Arbor Networks has released their 2016 Worldwide Infrastructure Security Report. The report is an analysis of responses from a variety of network operators regarding current threats and concerns. For the first time, the survey asked enterprise, government and education organizations to estimate the cost of network downtime as related to a distributed denial-of-service (DDOS) attack. Most survey respondents skipped the question, leading the report’s authors to conclude that this may have indicated “they do not have a method to quantify the cost impact associated with the loss of Internet connectivity.” Almost two-thirds of those who did respond estimated the costs as being above $500/minute.
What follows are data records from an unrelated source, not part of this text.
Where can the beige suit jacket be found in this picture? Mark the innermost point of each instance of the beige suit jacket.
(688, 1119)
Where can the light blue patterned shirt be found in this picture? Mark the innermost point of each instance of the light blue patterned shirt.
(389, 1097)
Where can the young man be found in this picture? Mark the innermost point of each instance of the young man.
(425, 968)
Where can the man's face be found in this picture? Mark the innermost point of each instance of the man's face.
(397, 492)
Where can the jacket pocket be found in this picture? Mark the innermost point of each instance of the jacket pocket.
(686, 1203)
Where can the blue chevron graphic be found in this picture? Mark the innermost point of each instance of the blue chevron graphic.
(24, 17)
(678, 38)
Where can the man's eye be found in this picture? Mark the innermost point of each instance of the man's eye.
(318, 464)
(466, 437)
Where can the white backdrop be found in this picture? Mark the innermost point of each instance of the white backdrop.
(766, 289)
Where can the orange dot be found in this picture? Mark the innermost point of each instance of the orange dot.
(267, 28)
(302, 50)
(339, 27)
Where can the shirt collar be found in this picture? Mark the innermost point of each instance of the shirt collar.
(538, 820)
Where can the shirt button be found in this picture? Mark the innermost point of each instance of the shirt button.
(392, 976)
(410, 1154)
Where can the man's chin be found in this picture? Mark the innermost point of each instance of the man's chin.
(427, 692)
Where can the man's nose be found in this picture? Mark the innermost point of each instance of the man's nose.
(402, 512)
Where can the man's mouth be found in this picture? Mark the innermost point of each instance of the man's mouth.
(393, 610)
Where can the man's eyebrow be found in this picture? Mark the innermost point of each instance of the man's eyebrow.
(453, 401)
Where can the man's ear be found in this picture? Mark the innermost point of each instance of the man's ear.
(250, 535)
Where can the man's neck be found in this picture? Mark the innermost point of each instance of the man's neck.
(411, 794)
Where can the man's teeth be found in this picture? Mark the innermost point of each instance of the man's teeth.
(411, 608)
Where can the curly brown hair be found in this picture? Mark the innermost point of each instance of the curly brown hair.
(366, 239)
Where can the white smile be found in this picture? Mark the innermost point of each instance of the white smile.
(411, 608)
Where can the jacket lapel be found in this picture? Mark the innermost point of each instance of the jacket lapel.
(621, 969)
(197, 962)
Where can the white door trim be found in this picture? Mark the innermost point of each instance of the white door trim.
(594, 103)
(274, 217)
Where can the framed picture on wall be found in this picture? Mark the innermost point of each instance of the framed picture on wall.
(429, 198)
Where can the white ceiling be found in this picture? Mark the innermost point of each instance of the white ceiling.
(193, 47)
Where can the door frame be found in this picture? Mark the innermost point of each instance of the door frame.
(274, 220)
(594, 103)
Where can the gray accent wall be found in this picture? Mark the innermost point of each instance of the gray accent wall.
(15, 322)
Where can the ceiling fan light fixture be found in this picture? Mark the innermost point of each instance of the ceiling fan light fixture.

A distributed denial-of-service (DDoS) attack is an attempt to render a website or network unavailable. These attacks utilize numerous computers to direct a large volume of superfluous traffic to the target, either slowing down or forcing the target offline by overwhelming its resources. The report indicates that the scale of such attacks is growing, as the volume of the largest reported attack was 500 Gigabits-per-second (a single gigabit is about 125 megabytes). Others reported attacks of 425 Gbps and 337 Gbps. In the 11 years this survey has been conducted, the largest attack size has “grown more than 60x.”
The report’s authors also note that the primary motivation for DDoS attacks this year “was not hacktivism or vandalism but ‘criminals demonstrating attack capabilities,’ something typically associated with cyber extortion attempts.” In the past year, ransomware and extortion attempts seem to be a growing trend with regards to cybercriminality. As reported by ZDNet, “Swiss CERT in October warned local hosting providers of extortion DDoS attacks from a hacker group, which would typically launch a demo DDoS attack alongside a corresponding demand for payment in Bitcoin. Failure to pay would result in a subsequent DDoS attack.”
Additional findings include growth in the scale of DDoS attacks across the board, as nearly a quarter of respondents indicated peak attack sizes of over 100 Gbps. Furthermore, 56 percent of respondents reported “multi-vector attacks that targeted infrastructure, applications and services simultaneously.” We don’t typically reprint marketing copy, but Arbor Networks’ claim that the report finds a “Relentless Threat Environment Driving Demand for Managed Security Services,” is in keeping with their findings and sounds almost poetic.